Dit autrement en bon français, ce n'est souvent pas tant son « time to market » qui pose problème que son « time to volume ». Celui qui prétend réussir dans le même temps à convaincre l'organisme évaluateur de la performance du système, à en donner envie aux occupants du logement, à en faire comprendre les performances aux prescripteurs et maîtres d'œuvre, à inciter les distributeurs à le stocker, à former les entreprises à le poser et à le vendre, doit informer, convaincre, former, soutenir des milliers d'intervenants. Les industriels l'ont bien compris, qui engagent des moyens très importants dans ce but : forces commerciales de prescription, partenariats avec les entreprises et les négoces, sessions de formation à destination des professionnels, etc.

Même si ce sont naturellement les industriels qui en sont le plus souvent les initiateurs, rendre la filière encore plus innovante requiert donc un fort investissement de tous les maillons de la chaîne. Sur ce point, malgré les craintes et les réticences naturelles, on peut dire que l'ensemble des acteurs ont largement identifié l'innovation comme un levier de différenciation et consacrent de plus en plus de temps et d'énergie à apprendre, prescrire, poser des solutions nouvelles. Pour autant, cela ne suffit pas à lever tous les freins, et il reste beaucoup à faire pour faciliter et accélérer la mise en œuvre des solutions les plus récentes et les plus performantes.

Améliorer le processus de développement

Le processus de développement est par nature collaboratif mais le moins qu'on puisse en dire est qu'il pourrait être largement amélioré, afin de rendre plus fluides et efficaces les interactions :

  • en intégrant l'avis et les contraintes du poseur et du prescripteur au plus tôt
  • en décloisonnant les métiers, condition maintenant indispensable pour atteindre les exigences performantielles (l'exemple de l'étanchéité à l'air est symptomatique) : on ne peut plus développer un système en pensant au maçon sans intégrer les contraintes de l'électricien
  • en investissant toujours plus dans la formation des entreprises : formation technique à la pose, mais aussi (surtout ?) formation commerciale des artisans
  • en exploitant les possibilités ouvertes par l'émergence des technologies numériques et notamment la maquette numérique, qui contribuera à faciliter ces évolutions et à réduire les délais et coûts.

Pour encourager les industriels à continuer d'innover et produire en France, les pouvoirs publics ont aussi leur rôle à jouer :

  • fixer des objectifs de performances clairs et ambitieux, notamment sur les sujets environnementaux et sanitaires.
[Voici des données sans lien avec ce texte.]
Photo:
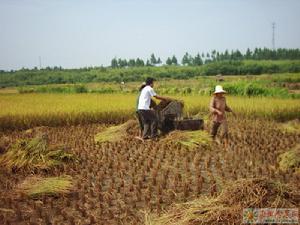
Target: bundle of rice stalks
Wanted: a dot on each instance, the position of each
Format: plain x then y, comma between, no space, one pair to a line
290,160
115,133
189,139
34,154
35,187
228,207
292,126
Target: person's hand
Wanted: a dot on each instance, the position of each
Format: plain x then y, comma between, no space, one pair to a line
219,113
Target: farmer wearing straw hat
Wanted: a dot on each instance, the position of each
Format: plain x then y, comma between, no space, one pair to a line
218,107
148,116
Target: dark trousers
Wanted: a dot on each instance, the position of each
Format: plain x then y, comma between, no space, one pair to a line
215,128
149,121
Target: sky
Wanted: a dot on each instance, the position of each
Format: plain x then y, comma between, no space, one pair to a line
80,33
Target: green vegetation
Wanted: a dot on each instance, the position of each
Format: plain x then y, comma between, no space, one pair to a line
31,110
263,85
118,75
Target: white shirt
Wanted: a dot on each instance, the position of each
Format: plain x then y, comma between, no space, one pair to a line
145,98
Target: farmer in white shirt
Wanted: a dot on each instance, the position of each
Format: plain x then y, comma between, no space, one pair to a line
147,114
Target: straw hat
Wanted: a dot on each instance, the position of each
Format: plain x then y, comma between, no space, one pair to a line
219,89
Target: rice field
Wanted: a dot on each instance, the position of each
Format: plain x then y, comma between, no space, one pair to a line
125,181
30,110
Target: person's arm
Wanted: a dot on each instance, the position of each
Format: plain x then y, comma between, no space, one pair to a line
228,109
162,98
212,107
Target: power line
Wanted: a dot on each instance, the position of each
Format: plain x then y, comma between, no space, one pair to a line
40,62
273,35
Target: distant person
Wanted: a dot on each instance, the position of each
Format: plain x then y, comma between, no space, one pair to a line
218,107
138,114
148,116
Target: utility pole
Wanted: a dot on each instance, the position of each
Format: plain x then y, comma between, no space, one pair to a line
40,62
273,35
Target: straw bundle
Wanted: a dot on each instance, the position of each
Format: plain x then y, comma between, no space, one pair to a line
290,160
115,133
34,154
35,187
189,139
227,208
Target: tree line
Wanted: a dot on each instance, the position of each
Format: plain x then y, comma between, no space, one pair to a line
213,56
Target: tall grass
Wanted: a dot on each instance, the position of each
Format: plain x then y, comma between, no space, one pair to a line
25,111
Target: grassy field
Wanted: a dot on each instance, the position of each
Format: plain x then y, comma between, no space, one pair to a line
25,111
125,181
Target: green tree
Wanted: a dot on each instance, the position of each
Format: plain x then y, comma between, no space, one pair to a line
197,60
169,61
153,60
174,60
139,62
131,62
114,63
159,61
186,59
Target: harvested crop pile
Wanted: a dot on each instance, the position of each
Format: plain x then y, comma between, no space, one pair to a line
292,126
189,139
115,133
33,154
35,187
228,207
290,160
164,104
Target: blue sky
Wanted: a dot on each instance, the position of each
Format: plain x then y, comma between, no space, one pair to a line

C'est à cette seule condition que les investissements en R & D, qui ne peuvent trouver leur justification que sur le moyen terme, pourront se développer à la hauteur des enjeux
  • soutenir et promouvoir les outils qui permettent de mesurer, démontrer et garantir les performances (fiches de données environnementales et sanitaires, analyses de cycle de vie, Avis techniques et certifications, règles de l'art). Ces outils constituent le socle sur lequel repose la confiance du client final. On entend aujourd'hui certains souhaiter une libéralisation totale du système, qui, en faisant fi de ces outils, libérerait l'innovation... Il y a gros à parier que la conséquence serait inverse
  • contribuer au développement et à l'appropriation de la maquette numérique par tous les intervenants, et particulièrement par le tissu des PME et TPE, qui sont la richesse de notre filière.

Les acteurs du bâtiment croient à la transition environnementale, ils sont depuis plusieurs années en marche pour la réussir et contribuer ainsi à relancer le secteur. Les initiatives ne manquent pas, et les industriels, conscients de leurs responsabilités et pourvoyeurs de plusieurs centaines de milliers d'emplois, en sont souvent porteurs. À l'heure où les signes de reprise se font toujours attendre, cette vitalité innovante est un signe d'espoir pour toute la filière.